In our part of the world, a daughter or daughter-in-law is considered a form of goddess Lakshmi in many households. But the irony is that mainstream culture has never encouraged this very goddess of wealth and prosperity to contribute to the family income. There is no denying that modern society has become progressive and the representation of women in the workforce continues to see a surge every year. Yet there exist conservative and patriarchal families (even in metropolitan cities) that aren’t comfortable with the idea of “Ghar ki Lakshmi” stepping out of the house for work. This year’s brilliant Malayalam film The Great Indian Kitchen encapsulated this repressive ideology as the daughter-in-law is denied ‘permission’ by her father-in-law to take a job outside. He tries to console her by saying that the domestic work of housewives is far superior to the jobs of IAS officers and political leaders.
In Satyajit Ray‘s Mahanagar (1963), the female protagonist Arati (Madhabi Mukherjee) finds herself in a similar predicament. When she contemplates taking up a job to meet the increasing financial pressure on their family, her husband Subrata (Anil Chatterjee) quotes an old proverb: A woman’s place is in the home. Even on convincing her husband, she is unable to gain the approval of her orthodox father-in-law Priyogopal (Haren Chatterjee) who becomes distraught at the idea of his daughter-in-law having to support the household. The hypocrisy here is that Priyogopal, who is a retired schoolteacher, doesn’t mind visiting his former male pupils (now prospering in their chosen professions) to seek “guru-dakshina“. But when Arati starts working and earning, he refuses to take money from her.
Set in Calcutta during the mid-1950s, Mahanagar explores the evolving independence of middle-class women of the city through the character of Arati. Initially, when Arati starts working as a door-to-door saleswoman, she is hesitant and nervous, but soon she begins to prosper in her field and gradually starts to enjoy her newfound financial and psychological independence. Her grudgingly supportive husband, Subrata, starts to feel insecure and asks Arati to quit her job after he tentatively secures another part-time job. Before Arati can quit, Subrata loses his full-time job when the bank he was working for shuts down in the last of the Calcutta bank crashes. Subrata has no choice but to let Arati continue to work.
At work, Arati befriends an Anglo-Indian colleague, Edith (Vicky Redwood), who helps all female employees get commission on their sales by successfully demanding it from their boss, Himangshu (Haradhan Bandopadhyay). Meanwhile, Subrata, who spends his days idly at home, is consumed by suspicion and insecurity on learning that Arati’s boss is highly impressed with her work. Subrata finally decides to meet Himangshu to ease some of his suspicions and finds that Himangshu is an affable and friendly person who, like him, hails from Pabna District.

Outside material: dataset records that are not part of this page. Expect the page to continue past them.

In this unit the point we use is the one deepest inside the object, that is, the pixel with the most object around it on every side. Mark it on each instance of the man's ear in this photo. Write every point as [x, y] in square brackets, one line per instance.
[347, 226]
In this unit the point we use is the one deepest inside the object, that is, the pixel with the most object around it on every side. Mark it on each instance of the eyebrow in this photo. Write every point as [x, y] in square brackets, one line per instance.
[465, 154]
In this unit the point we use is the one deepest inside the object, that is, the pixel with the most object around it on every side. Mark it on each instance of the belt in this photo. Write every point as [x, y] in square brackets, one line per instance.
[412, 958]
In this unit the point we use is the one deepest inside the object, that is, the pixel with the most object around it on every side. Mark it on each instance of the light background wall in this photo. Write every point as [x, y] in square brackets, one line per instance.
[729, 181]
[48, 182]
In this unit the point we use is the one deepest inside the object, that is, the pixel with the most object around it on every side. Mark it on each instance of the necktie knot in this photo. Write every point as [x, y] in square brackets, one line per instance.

In Mahanagar, Satyajit Ray also highlights the malice of bigotry prevalent in society. Himangshu, who instantly takes a liking to Subrata and promises to find him a job somewhere as he hails from the same district, harbours a prejudice against Anglo-Indians. Hence, when Edith returns to work after a long illness, Himangshu doubts she was actually sick and fires her, citing her frivolous lifestyle. This is when we witness a transformation in Arati as she stands up against the injustice meted out to Edith. Despite being the sole breadwinner of the family, the previously timid Arati abandons her inhibitions and confronts Himangshu over his unjust firing of Edith. She hands in her resignation letter when he refuses to apologise to Edith.
The climactic scene of the film is uplifting and poetically beautiful. It marks a positive change in the attitudes of Arati and her husband, whom she encounters below her office. Frightened that he would get angry at her for quitting the job, Arati breathes a sigh of relief when Subrata says that he admires her courage for doing the morally right thing without worrying about her job. Instead of being tense, both husband and wife become hopeful that they will soon find some work in the big city of Calcutta. In the final frame, Ray establishes that there is light at the end of the tunnel by zooming in on a street light.